Wie wahrscheinlich ist es, auf eine Kreuzotter zu treffen?
Erwachsene Kreuzottern fressen Frösche und Kleinsäuger, vor allem alle Arten von Mäusen. Junge Kreuzottern werden nach ihrer Geburt nicht gefüttert, sondern müssen sich von Anfang an selbst ernähren. Sie schaffen aber noch keine Mäuse, sondern brauchen leichtere Beute, vor allem kleine Eidechsen und „Hüpferlinge“, also kleine Frösche. Auch deren Bestände gehen jedoch zurück, ein weiterer Grund, warum es immer weniger Kreuzottern gibt. Junge Kreuzottern sind zwar schon giftig, werden aber oft selbst gefressen – von größeren Vögeln oder Igeln.

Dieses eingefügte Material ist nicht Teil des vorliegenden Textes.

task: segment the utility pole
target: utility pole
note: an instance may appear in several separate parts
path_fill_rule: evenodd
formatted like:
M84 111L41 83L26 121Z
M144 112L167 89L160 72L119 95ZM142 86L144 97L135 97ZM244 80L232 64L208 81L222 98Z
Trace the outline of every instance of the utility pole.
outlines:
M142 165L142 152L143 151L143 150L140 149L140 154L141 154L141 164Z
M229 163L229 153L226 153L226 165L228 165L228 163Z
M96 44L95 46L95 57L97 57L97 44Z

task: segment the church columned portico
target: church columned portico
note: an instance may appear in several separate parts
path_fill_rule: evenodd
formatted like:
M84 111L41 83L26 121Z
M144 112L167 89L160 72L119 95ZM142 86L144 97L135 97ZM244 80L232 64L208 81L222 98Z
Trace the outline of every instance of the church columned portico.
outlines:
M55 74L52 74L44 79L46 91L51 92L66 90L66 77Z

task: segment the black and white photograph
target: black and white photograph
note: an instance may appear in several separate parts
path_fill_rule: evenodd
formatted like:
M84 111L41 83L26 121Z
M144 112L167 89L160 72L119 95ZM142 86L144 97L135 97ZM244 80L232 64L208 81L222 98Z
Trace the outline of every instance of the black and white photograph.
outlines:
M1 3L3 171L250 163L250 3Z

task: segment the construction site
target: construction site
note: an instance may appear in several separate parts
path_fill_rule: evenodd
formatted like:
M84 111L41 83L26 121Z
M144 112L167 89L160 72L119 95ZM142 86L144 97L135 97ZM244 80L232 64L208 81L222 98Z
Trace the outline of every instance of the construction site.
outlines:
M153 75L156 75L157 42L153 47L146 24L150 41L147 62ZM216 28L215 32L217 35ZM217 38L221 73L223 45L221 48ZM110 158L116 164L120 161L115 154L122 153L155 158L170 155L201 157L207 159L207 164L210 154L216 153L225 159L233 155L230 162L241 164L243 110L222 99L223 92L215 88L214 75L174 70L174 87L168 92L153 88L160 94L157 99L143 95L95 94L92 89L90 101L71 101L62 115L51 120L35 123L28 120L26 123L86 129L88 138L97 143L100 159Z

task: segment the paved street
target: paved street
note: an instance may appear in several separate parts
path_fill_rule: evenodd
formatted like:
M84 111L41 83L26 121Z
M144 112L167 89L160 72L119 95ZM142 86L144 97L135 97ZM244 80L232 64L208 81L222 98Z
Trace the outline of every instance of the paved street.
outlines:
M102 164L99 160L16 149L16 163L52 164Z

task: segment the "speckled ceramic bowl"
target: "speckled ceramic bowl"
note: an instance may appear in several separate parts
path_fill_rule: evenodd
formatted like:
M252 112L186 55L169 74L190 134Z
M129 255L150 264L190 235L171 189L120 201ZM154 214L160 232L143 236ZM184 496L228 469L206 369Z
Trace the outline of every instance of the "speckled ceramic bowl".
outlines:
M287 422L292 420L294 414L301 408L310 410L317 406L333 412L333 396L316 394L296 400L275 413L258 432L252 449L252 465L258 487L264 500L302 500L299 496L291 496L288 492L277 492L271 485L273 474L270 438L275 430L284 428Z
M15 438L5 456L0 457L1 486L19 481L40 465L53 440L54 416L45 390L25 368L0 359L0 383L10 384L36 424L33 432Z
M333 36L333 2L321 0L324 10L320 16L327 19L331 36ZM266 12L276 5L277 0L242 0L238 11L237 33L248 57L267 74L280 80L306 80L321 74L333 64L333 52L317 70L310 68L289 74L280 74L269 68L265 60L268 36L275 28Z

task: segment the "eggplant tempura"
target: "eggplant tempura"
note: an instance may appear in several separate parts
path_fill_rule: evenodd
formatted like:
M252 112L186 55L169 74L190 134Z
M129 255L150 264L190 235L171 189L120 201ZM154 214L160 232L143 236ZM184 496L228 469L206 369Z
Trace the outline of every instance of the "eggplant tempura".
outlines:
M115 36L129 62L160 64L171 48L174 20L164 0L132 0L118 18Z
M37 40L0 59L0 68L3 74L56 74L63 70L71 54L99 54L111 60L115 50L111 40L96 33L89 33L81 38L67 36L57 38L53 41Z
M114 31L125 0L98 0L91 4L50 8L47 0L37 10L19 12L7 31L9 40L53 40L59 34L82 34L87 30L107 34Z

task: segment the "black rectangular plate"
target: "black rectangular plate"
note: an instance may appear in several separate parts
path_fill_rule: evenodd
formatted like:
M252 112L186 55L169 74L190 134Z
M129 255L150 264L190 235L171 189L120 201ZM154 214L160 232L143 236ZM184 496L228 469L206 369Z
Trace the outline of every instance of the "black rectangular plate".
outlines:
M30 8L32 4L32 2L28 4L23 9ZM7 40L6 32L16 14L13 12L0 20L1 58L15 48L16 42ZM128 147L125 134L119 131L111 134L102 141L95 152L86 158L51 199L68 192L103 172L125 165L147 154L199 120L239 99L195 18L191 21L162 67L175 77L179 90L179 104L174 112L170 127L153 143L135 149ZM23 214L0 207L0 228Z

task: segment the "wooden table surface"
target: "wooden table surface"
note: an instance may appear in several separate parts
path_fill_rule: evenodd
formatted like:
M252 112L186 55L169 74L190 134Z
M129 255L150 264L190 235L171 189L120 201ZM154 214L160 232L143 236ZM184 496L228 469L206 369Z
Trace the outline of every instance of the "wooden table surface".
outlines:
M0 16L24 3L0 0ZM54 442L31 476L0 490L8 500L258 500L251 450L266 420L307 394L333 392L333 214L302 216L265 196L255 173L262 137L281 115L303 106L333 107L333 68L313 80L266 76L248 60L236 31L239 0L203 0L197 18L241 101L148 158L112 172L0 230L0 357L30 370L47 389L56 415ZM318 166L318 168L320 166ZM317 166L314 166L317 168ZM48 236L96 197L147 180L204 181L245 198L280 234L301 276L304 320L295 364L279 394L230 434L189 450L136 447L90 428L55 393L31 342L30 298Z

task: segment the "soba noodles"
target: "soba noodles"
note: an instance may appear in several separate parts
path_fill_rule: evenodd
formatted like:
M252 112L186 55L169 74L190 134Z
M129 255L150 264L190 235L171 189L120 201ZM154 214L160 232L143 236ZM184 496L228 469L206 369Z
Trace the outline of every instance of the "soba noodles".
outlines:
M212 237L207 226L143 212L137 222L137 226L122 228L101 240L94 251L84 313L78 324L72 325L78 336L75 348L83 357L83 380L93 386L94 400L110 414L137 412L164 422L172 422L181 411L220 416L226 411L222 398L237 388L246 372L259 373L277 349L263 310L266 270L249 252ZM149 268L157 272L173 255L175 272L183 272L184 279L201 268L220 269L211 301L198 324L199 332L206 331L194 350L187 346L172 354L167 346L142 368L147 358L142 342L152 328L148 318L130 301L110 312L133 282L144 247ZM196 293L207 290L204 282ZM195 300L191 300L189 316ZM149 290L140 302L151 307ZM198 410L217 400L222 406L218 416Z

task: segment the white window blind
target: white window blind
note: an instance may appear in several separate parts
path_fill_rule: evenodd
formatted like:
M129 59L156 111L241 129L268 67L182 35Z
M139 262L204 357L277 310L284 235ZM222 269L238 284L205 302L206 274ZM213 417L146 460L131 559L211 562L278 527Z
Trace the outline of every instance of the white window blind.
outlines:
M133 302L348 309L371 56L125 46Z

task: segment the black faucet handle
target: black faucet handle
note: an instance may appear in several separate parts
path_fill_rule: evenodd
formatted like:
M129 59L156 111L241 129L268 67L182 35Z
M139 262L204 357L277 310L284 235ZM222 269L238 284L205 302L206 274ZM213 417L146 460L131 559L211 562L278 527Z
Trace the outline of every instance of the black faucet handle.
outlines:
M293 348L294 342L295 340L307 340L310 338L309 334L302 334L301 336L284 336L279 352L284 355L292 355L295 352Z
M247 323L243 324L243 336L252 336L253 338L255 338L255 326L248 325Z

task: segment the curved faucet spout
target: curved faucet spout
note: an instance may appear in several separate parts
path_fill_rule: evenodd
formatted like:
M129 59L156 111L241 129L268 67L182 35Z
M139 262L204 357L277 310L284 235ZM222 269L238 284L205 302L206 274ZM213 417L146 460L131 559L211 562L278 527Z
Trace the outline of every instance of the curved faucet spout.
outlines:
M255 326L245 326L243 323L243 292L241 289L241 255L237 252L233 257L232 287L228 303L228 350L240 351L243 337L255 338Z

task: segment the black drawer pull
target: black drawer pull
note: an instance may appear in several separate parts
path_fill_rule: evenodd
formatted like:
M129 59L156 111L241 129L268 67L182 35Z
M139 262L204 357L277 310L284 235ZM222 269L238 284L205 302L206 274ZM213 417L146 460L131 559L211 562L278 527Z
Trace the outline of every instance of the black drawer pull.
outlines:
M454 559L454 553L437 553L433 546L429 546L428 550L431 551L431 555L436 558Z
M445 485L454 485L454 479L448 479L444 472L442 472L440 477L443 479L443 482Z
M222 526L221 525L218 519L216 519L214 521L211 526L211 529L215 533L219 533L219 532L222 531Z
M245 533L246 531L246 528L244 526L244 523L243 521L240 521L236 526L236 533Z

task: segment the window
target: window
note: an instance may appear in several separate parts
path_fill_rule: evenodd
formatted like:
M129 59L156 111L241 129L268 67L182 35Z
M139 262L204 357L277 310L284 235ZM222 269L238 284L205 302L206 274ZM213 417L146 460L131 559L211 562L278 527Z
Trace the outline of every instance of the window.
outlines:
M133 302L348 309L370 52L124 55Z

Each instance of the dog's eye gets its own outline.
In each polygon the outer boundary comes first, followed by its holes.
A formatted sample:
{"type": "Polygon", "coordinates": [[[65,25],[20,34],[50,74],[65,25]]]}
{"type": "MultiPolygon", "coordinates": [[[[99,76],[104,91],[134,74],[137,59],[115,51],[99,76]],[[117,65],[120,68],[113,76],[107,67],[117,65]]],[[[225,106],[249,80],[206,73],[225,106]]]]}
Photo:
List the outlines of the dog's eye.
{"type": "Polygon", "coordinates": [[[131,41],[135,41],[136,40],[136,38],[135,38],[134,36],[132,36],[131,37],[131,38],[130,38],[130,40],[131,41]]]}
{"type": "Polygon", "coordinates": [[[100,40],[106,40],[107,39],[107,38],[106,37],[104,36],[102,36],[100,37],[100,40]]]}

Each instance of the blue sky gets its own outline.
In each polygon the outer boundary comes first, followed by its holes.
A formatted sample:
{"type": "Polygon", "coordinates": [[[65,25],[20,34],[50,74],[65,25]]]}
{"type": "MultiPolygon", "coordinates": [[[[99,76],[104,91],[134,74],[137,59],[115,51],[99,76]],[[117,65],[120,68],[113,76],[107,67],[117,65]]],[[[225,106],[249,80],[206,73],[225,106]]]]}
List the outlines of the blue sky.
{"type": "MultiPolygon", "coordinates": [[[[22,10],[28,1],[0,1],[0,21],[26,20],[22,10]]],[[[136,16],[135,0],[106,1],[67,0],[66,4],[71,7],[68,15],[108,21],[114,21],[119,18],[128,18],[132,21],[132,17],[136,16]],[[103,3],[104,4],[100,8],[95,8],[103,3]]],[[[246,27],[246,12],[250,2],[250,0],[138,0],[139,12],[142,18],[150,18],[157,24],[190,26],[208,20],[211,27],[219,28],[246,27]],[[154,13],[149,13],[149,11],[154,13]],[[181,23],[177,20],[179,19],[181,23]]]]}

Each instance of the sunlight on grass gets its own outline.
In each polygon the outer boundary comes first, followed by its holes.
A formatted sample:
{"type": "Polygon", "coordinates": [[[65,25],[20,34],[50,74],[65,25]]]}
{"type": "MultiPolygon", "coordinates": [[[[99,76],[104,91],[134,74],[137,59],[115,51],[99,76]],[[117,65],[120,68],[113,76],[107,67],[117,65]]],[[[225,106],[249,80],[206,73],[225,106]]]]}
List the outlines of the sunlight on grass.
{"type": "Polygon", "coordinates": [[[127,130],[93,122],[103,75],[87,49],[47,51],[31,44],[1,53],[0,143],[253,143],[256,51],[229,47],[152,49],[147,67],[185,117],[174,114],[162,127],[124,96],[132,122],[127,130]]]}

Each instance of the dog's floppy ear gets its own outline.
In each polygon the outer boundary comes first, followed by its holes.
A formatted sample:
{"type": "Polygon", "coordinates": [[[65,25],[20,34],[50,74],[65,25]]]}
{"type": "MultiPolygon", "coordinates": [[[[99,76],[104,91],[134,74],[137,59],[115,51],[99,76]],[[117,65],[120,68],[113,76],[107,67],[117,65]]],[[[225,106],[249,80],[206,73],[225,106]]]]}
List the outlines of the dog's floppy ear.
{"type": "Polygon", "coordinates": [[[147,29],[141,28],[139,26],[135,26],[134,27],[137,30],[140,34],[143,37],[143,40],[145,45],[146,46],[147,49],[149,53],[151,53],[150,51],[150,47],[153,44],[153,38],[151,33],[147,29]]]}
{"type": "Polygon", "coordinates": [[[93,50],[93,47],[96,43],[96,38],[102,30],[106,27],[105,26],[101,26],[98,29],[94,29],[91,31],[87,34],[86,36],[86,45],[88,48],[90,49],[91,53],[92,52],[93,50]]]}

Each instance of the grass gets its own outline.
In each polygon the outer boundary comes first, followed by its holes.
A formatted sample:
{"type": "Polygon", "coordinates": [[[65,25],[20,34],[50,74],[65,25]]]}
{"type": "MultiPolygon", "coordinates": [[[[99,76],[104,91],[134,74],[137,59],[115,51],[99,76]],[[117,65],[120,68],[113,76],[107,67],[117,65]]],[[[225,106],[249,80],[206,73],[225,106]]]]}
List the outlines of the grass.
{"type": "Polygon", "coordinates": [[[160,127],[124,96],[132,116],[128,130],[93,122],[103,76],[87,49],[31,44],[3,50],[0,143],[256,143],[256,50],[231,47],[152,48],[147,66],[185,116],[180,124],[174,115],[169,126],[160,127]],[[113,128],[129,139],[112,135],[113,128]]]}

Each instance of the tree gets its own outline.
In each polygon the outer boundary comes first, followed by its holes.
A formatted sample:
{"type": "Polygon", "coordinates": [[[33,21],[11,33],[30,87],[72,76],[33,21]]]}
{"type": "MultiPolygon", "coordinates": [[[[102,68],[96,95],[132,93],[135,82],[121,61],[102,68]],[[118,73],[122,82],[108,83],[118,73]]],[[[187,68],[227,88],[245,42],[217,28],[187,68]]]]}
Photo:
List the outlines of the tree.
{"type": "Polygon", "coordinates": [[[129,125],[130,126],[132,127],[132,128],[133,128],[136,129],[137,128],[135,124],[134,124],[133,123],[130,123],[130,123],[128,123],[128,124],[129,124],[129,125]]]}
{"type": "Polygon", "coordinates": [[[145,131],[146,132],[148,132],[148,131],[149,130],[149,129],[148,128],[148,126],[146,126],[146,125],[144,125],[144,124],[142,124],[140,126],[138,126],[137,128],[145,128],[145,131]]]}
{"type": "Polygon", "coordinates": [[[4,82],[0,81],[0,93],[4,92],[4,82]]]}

Schließlich seien die Schlangen am Anfang nicht viel größer als ein längerer Regenwurm, sagt Schmidberger vom LBV. Auch er hat einen Überblick über die Kreuzotter-Bestände der Region. Er bestätigt ebenfalls, dass man in der Oberpfalz noch einzelne Populationen in den Kiefernwäldern bei Roding finde. Ebenso im Gebiet zwischen Tiefenbach und Schönsee. Auch im geschützten Arracher Moor im Landkreis Cham gibt es die Tiere noch. Aber es handele sich um kleine Populationen, keinesfalls um Massenvorkommen: „Mittlerweile ist die Kreuzotter so selten geworden, dass es wie ein Sechser im Lotto ist, eine zu sehen“, sagt Schmidberger.
Schlangen flüchten meist vor Menschen
Es ist also eine Seltenheit, draußen in der Natur tatsächlich eine zu sehen. „Selbst auf Bergwiesen, von denen ich weiß, dass hier Kreuzottern leben, muss ich sie erst einmal suchen“, erzählt der LBV-Experte. Die Tiere verstecken sich in der Regel, bevor man sie entdeckt. Etwas länger bleiben meistens nur trächtige Weibchen liegen, hat Schmidberger beobachtet. Auch Kreuzotter-Experte Hien sagt, dass die Schlangen in der Regel flüchten, bevor ein Mensch naht.
Wer in Gebieten wandert, wo Kreuzottern leben, sollte aber darauf achten, wo er hintritt und außerdem lange Hosen und geschlossene Wanderschuhe tragen. Das gilt aber nicht nur für den Bayerischen Wald. „Ich wundere mich immer, wenn zum Beispiel in der Pupplinger Au in Oberbayern Leute barfuß über Heideflächen oder Wiesen laufen“, sagt Hien. Denn auch dort leben noch Kreuzottern. Wer Angst hat, zum Beispiel beim Beerenpflücken auf eine Schlange zu treffen, sollte vorher mit einem langen Stock in den Büschen hin und her rascheln, empfiehlt er. Dann flüchten die Tiere.